特定秘密保護法の国会審議の最中、石波自民党幹事長の「デモの絶叫戦術はテロと同じ」発言も、おかしな言動の一つと言えそうです。国会周辺で政府や国会議員に向け声を張り上げるのは、世界中どこの国でも見かける光景です。秘密保護によって、国会周辺のデモ規制されるほうが、国民にとっては大問題です。
石波幹事長は、自分に都合のよい人は味方、反対する人は敵と決め付ける、二分法で判断していることです。これは、安倍首相もまったく同じ思考方法で、自分に反対する人はみんな「左」で切り捨てます。国会でも、左の意見に対しては、まともに話し合おうとする態度さえ見せません。
同族経営の2代目、3代目経営者と、政府自民党の最高幹部2人に共通しているのは、世襲によって今の地位についている点です。
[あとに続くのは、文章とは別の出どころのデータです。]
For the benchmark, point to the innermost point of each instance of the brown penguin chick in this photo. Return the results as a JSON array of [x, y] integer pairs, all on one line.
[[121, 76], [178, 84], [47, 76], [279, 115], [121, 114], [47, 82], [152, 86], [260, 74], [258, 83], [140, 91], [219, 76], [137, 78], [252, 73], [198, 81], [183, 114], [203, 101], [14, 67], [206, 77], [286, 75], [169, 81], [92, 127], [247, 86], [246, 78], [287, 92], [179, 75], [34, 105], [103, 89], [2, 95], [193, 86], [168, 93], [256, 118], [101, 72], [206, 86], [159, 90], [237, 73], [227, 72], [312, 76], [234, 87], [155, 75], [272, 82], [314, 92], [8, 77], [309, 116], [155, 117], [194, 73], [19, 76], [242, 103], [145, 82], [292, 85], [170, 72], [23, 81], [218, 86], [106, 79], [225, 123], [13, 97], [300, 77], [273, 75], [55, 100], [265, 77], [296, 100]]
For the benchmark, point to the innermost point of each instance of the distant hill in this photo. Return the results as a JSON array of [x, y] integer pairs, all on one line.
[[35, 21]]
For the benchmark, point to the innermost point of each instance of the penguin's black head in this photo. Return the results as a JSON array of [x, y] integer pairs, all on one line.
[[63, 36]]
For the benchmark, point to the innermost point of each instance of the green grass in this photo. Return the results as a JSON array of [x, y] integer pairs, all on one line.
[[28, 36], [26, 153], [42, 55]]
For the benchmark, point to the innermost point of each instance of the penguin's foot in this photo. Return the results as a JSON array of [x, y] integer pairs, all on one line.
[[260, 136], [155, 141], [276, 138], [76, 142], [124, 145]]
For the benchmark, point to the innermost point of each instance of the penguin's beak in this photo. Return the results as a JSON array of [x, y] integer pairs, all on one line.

石波幹事長は、29歳で父親の選挙区を継いで国会議員に当選しています。安倍首相も、28歳で父親の秘書となり、37歳で国会議員になっています。若い頃から、先生と言われて人生を過ごしてきた人たちです。
選挙で選ばれるわけですから、決して世襲議員が悪いと言いません。ただ、現在の政府自民党幹部の7割近くが世襲で、自力で当選しても幹部になることは、ほとんど期待できない仕組みができていることです。生まれたときに銀のスプーンを咥えた人でないと、政治指導者になれないのが今の日本の現実です。
「岩盤規制を緩和する」と発言している安倍首相ですが、勇ましいのは発言だけ。実態はネットの薬販売のように、小手先の規制緩和もどきで日本を変えると言っているだけ。その代わり、軍国化だけはどんどん進めようとしています。世襲議員の場合、彼らの父親や祖父から、資金も、後援者も、呪縛までも引き継いでいます。
起業を目指す人はこの対極にいます。親から精神を引き継ぐことはあっても、あくまでも本人の意思でリスクをとって起業するからです。この国は、身動きができないほど規制に縛られていますが、その規制を打ち破る力が起業家には必要です。知恵と勇気と、正義感によって、この難局を切り開くしかありません。
【一言】
特定秘密保護法が公になった今年の夏は、あまり関心を呼ばなかった法案ですが、今は反対の声が日に日に高くなっています。石波幹事長がテロ発言をするのも、心理的に相当追い込まれている結果のようです。このような法律は、作るときは悪意がなくても、役人が運用する時点で彼らに都合のよいように解釈されます。そのときは、取り返しのつかないことになっています。